White House officials settled on a coordinated response early Wednesday, zeroing in on the phrase “attack plans” to argue the publication had mischaracterized its initial report.
“Nobody is texting war plans,” Hegseth said Wednesday while in Hawaii. “There's no units, no locations, no routes, no flight paths, no sources, no methods, no classified information.”
“My job…is to provide updates in real time,” he added. “General updates in real time, keep everybody informed. That’s what I did. That’s my job.”
Officials also relentlessly attacked Goldberg, painting the veteran journalist as a partisan with a spotty track record. And they broadly emphasized that the operation was ultimately successful and was undeterred by Goldberg’s inclusion in the messaging chain.
“It’s very clear Goldberg oversold what he had,” Vice President JD Vance, who sent messages in the chat criticizing Europe and questioning if the president was aware of how the strikes contradicted his agenda, posted on X.
White House press secretary Karoline Leavitt faced a barrage of questions during a briefing with reporters on Wednesday about the controversy. She insisted that no classified material was sent on the thread, though experts have said information about a forthcoming military operation is typically classified.
As multiple journalists sought to drill down on her answers, Leavitt, at times exasperated, moved on to other reporters.
When asked if any administration officials will lose their jobs over the controversy, Leavitt did not explicitly rule it out.
“What I can say definitively is what I just spoke to the president about, and he continues to have confidence in his national security team,” Leavitt said.

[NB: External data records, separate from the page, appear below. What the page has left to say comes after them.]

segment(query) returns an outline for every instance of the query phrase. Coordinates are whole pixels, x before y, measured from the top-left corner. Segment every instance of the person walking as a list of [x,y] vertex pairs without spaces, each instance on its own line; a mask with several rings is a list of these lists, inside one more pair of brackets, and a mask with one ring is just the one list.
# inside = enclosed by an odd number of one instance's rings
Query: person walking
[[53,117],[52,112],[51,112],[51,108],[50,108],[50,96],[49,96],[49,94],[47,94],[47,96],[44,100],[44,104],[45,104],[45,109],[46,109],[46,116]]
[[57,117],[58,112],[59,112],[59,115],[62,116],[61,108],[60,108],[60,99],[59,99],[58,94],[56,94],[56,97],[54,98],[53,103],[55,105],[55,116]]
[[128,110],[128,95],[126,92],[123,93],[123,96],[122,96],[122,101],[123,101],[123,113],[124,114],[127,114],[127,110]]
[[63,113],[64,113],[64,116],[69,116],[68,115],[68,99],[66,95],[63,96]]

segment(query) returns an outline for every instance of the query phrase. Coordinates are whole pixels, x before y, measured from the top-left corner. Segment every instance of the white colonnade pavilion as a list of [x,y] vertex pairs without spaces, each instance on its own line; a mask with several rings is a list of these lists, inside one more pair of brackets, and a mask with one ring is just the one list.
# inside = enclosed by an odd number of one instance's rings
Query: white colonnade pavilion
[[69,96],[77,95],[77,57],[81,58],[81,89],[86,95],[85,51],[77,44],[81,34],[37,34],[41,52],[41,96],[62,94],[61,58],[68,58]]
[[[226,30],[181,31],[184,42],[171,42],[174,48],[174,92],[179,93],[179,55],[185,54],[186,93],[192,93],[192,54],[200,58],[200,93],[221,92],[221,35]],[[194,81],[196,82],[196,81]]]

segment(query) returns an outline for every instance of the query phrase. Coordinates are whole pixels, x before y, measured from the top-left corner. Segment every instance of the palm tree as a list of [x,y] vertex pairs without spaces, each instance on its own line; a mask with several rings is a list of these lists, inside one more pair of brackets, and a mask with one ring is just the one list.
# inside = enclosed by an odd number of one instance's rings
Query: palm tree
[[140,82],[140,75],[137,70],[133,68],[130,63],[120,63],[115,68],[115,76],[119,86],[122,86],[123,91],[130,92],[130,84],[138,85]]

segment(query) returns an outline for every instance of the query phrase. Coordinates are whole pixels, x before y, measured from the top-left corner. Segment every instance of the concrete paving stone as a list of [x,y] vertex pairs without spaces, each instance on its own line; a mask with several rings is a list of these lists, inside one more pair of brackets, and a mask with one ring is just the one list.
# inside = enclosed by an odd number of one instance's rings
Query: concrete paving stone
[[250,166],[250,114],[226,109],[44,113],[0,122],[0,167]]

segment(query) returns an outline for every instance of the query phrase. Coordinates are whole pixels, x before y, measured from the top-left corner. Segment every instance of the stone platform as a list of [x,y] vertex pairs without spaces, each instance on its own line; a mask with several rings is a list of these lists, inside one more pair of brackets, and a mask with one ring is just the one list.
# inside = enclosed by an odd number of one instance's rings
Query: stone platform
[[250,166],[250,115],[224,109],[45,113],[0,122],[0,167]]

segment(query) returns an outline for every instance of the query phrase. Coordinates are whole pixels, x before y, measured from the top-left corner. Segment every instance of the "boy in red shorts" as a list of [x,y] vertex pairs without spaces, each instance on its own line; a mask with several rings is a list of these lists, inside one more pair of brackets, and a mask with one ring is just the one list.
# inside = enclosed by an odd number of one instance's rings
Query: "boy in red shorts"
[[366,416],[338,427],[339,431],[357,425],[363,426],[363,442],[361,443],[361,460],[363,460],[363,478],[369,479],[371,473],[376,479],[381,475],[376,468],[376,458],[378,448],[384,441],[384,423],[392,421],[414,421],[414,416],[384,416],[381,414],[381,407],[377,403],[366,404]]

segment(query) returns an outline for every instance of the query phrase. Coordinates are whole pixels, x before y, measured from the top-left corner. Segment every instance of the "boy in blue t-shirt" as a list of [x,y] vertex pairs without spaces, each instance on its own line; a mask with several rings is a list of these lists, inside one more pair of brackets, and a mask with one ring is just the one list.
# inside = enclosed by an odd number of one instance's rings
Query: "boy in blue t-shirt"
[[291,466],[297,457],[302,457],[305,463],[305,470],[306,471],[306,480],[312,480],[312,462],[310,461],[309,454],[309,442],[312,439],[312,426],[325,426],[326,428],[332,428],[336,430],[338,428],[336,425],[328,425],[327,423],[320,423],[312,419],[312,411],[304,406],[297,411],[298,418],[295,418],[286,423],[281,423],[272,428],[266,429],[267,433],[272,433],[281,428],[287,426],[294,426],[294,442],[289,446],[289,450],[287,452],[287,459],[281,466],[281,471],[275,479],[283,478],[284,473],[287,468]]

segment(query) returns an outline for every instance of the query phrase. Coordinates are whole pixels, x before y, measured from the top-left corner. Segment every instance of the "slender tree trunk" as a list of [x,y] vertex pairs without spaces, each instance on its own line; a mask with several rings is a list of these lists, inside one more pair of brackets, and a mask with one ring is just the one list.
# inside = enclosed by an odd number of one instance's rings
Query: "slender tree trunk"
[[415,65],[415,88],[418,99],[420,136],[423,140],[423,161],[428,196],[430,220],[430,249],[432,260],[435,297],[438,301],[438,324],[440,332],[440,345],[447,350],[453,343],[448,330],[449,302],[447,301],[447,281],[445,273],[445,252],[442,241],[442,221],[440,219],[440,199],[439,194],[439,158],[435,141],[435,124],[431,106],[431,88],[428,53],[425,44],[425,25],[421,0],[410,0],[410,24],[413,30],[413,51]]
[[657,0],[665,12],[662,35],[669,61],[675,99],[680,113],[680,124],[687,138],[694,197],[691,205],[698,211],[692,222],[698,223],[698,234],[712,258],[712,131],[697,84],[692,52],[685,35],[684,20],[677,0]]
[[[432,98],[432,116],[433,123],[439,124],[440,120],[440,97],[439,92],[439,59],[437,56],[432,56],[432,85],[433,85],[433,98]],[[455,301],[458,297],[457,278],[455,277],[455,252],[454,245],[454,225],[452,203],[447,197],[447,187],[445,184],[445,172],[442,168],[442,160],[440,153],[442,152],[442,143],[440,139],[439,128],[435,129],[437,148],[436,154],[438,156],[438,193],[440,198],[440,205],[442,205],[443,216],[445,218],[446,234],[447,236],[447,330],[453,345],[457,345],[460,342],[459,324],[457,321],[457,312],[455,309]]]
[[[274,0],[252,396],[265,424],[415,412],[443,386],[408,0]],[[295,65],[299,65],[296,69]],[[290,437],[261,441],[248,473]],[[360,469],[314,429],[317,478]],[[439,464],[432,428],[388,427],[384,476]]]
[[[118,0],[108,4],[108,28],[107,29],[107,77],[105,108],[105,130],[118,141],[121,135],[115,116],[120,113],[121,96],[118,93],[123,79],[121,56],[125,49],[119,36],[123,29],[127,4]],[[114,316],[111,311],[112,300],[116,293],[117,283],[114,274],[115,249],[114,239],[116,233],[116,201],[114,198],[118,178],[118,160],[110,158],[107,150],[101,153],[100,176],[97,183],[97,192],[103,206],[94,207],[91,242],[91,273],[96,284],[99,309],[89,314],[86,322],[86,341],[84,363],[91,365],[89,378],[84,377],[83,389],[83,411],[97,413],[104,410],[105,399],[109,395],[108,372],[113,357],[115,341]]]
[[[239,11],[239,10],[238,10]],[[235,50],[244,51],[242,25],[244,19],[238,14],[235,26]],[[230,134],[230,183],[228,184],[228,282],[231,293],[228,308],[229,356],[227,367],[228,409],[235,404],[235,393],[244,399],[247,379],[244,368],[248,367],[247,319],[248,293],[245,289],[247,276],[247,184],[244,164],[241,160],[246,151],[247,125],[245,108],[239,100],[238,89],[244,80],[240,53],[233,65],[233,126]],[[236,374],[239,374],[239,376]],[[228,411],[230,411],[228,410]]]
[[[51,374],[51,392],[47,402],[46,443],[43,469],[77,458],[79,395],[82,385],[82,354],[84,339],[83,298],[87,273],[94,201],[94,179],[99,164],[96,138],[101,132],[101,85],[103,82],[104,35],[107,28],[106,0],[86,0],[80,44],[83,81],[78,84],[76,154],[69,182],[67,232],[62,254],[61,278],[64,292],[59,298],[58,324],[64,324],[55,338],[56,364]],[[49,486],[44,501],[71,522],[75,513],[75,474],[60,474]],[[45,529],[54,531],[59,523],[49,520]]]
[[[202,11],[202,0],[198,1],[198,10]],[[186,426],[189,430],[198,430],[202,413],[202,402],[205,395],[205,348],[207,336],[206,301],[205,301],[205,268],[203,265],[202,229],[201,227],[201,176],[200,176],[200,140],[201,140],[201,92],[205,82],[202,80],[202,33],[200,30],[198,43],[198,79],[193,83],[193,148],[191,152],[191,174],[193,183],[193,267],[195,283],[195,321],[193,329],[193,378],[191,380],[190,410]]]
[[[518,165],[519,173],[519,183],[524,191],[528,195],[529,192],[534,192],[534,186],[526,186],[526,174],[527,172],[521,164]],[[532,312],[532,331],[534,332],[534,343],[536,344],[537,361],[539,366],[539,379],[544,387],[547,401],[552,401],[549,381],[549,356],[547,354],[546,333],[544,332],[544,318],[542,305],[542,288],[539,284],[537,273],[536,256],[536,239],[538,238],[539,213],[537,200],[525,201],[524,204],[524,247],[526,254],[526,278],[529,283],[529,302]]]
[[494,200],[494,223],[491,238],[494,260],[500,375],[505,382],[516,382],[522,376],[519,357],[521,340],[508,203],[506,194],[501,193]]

The Trump playbook is typically to aggressively fight back against any controversy and weather the storm. But the furor over the Signal chat is unlikely to go away any time soon.
Wicker and Sen. Jack Reed (R.I.), the top Democrat on the Senate Armed Services Committee, called on the administration to expedite an inspector general report on the matter.
The White House has also said it is investigating itself how Goldberg was added to the Signal chat.
Waltz and Hegseth are under particularly intense scrutiny.
Waltz appeared on Fox News on Tuesday, where he faced questions about how Goldberg ended up in the group. He said he took full responsibility for creating the message, though he claimed he did not know how Goldberg was included.
While Waltz has friends in the White House and on Capitol Hill, some Trump allies have suggested he should be held much more accountable for the mistake.
Hegseth is in the spotlight because he was the one who shared specific timing about the Houthi strikes. Democrats and a few Republicans already had concerns about Hegseth’s qualifications for the job prior to his confirmation, and the Signal controversy is likely to renew those doubts.
But the Trump team is likely to dig in for the short-term.
White House communications director Steven Cheung on Wednesday responded to a report that called for Waltz’s firing by calling the sources in the piece “nothing more than weak, bed-wetters who don't know anything about communications/messaging.”